De cristão renegado a Filho do Rei – Estratégias de aquilombamento espiritual
Dona Tonha, Dona Odete, Mãe Odete, Tia Odete, ou, para mim, simplesmente,
vovó. Todos esses títulos e apelidos refletem os vários papéis que Dona Odete
Ferreira dos Santos assumia nas nossas vidas, a ponto de se atravessarem
durante a rotina de afazeres domésticos, espirituais, econômicos e familiares.
Desde pequenos, nós (eu e dois irmãos) ficávamos na casa de vovó enquanto
nossos pais saiam para trabalhar. Lugar de encontro entre primos, tios, filhos de
santo e agregados, aos poucos, passei a me interessar pelos “couros” o que fez
nascer em mim o sentimento de pertença e acolhimento familiar.

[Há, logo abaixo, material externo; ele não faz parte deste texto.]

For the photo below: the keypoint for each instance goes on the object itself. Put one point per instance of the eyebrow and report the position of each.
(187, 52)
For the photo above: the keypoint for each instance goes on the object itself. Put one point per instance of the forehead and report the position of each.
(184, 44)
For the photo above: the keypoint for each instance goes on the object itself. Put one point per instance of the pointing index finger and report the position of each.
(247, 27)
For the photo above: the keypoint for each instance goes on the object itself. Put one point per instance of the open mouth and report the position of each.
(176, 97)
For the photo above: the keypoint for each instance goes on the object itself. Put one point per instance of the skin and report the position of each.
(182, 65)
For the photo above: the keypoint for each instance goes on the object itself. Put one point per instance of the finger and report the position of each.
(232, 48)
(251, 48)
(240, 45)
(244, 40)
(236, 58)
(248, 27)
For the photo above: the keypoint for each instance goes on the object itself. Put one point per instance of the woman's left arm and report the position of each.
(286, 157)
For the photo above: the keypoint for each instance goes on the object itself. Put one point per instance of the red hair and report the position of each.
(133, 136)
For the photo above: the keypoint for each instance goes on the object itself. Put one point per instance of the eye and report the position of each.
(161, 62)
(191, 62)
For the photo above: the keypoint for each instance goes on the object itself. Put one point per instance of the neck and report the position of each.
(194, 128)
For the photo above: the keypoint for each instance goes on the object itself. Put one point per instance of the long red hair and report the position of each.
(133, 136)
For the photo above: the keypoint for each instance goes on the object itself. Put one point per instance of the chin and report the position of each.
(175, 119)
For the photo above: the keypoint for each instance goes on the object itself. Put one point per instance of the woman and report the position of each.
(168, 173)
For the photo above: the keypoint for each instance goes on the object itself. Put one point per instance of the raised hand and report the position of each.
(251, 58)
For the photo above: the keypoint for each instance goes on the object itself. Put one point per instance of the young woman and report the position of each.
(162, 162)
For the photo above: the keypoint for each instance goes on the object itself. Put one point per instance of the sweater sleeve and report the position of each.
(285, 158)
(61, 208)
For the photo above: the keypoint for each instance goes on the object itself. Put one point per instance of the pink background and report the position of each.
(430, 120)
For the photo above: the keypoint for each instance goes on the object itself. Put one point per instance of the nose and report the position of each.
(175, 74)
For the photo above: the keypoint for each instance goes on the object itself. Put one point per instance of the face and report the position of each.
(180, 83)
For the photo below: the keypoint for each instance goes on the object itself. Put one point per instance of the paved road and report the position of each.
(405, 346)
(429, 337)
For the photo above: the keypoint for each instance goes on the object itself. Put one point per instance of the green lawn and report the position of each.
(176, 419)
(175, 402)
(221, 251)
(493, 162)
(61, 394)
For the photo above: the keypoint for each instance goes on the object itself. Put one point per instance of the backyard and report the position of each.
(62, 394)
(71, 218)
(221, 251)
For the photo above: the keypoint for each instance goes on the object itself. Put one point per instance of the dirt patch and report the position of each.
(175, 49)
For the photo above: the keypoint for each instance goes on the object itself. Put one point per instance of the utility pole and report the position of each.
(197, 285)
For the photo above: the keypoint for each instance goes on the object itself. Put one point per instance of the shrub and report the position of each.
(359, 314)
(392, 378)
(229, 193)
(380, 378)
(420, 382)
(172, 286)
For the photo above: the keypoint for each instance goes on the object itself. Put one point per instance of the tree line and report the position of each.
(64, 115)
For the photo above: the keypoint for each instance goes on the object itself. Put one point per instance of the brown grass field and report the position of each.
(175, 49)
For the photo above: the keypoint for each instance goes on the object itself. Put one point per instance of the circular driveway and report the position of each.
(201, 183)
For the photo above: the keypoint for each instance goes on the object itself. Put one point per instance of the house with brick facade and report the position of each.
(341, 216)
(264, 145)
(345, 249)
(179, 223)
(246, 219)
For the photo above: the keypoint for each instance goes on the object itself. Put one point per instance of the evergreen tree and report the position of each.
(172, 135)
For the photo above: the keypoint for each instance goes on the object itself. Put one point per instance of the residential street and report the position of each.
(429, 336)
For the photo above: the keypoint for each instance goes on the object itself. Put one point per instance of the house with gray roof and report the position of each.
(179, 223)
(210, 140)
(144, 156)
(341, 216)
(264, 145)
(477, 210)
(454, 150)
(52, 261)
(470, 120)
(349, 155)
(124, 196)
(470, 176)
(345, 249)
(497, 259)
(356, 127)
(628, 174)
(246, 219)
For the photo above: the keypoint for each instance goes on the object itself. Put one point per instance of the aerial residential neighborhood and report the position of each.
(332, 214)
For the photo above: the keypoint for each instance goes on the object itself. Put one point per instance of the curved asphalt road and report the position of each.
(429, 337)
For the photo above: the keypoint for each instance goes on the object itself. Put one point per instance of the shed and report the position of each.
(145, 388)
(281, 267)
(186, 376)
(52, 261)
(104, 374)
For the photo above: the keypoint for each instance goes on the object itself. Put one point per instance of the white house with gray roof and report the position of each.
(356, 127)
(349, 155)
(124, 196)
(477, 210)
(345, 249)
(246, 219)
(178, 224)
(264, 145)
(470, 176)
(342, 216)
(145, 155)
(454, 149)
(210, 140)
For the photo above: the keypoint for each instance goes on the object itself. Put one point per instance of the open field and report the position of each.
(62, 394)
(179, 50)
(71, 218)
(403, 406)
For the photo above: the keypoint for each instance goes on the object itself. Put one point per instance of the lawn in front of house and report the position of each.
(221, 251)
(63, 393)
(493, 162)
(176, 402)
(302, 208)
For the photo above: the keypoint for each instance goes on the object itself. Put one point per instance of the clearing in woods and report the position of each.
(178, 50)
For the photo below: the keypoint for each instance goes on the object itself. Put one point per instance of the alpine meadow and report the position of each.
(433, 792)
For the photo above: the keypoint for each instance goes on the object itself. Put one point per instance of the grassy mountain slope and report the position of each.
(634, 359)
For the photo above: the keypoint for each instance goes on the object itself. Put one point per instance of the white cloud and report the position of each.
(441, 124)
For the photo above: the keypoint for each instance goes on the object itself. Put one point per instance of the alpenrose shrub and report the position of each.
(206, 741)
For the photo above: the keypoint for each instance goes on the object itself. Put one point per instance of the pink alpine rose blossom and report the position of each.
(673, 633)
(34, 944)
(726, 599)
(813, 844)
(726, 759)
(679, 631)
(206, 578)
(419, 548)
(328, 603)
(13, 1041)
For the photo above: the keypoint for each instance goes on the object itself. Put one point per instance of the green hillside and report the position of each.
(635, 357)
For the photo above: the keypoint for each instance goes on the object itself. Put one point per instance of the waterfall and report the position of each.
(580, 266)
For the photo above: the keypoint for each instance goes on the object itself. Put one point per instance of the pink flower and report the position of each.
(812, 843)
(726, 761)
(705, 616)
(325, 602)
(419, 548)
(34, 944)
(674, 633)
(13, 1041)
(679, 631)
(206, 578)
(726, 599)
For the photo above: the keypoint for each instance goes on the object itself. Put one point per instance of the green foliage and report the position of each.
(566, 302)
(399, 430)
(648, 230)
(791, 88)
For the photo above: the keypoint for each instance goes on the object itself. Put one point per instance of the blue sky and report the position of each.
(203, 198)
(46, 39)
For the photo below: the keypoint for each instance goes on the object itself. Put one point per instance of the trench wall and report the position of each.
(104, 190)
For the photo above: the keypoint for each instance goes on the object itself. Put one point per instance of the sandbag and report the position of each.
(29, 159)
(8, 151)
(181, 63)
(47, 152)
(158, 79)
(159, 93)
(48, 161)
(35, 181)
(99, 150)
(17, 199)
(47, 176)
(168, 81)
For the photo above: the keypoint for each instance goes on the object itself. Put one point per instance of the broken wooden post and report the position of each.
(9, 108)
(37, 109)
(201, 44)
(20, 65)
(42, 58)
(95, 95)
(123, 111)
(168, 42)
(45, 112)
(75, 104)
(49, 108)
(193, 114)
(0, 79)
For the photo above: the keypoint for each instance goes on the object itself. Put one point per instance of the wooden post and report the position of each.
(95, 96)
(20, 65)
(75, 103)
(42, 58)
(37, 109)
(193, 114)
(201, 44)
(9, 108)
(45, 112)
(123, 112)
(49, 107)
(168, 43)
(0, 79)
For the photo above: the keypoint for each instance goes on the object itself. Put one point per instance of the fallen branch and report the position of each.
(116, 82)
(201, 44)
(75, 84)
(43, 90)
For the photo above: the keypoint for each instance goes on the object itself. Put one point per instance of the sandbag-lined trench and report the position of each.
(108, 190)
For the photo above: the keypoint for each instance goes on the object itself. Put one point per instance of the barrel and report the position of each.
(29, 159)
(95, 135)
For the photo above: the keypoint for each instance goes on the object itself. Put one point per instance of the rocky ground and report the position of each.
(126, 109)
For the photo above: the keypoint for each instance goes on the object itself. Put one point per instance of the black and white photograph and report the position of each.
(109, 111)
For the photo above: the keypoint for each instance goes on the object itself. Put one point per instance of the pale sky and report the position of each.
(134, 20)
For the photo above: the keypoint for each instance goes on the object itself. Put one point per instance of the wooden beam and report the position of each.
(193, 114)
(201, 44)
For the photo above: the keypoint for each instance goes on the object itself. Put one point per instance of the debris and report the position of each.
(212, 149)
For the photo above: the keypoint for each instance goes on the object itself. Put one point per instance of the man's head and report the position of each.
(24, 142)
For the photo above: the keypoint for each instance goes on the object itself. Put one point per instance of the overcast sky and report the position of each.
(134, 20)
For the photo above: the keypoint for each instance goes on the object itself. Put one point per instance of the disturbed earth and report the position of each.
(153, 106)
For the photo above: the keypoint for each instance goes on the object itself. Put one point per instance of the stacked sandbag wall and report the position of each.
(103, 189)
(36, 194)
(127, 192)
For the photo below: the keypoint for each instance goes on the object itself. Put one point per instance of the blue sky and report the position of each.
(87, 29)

Caldinho de feijão logo cedo, às quatro horas da manhã. Lavar, catar e passar
feijão. Bater massa, arrumar o tabuleiro. Inveja das mulheres que podiam carregar
o tabuleiro na cabeça, pra nós, homens (no meu caso, menino) sobravam “as
coisas sem importância”, carregar os bancos, o cavalete, o tacho, tudo bem
arrumado no carrinho de mão.
Quando nossos pais se tornaram Testemunhas de Jeová, um hiato se formou entre
nós e o restante da família, deixamos de ficar aos cuidados da minha avó, para
ficarmos na casa de uma amiga da minha mãe, também TJ. Passamos a ouvir
coisas horríveis sobre os candomblecistas, como sendo adoradores do Diabo,
bebedores de sangue humano, pactários com forças malignas, entre outras
mentiras perversas do racismo religioso institucionalizado. Pra mim era
inconcebível que aquela velha tão amada por todos, tão entregue à caridade e ao
afeto, maior referência em minha vida, seria destruída no Armagedom. Se ela
fosse, eu queria ir também. Daí, me revoltei contra Jeová, não tinha como o amar.
Então, tentei o suicídio.
Pra quem vem de religião de matriz africana o racismo bate mais cedo na porta, na
cara, nas costas, na mente. Cria cicatrizes que nunca serão apagadas, pois
passam a fazer parte do indivíduo e, de uma forma, ou outra, em algum momento
da sua vida, rasgam o corpo negro ao meio. No meu caso, ela, a cicatriz, emergiu
em forma de depressão, auto ódio e pensamentos suicidas. Certa vez, sofri
queimaduras no couro cabeludo ao tentar alisar o cabelo com um ferro de passar
roupas. Haviam roubado a minha identidade, mas não acharam outra compatível
para substituí-la.
Entender as tecnologias de manutenção das estruturas racistas é um passo
fundamental para o enfrentamento eficaz ao racismo. Porém, antes disso, se faz necessário, muitas vezes, reconstruir os corpos e mentes dilacerados por essas
estruturas. Nesta perspectiva, o candomblé entra, mais uma vez, em minha vida.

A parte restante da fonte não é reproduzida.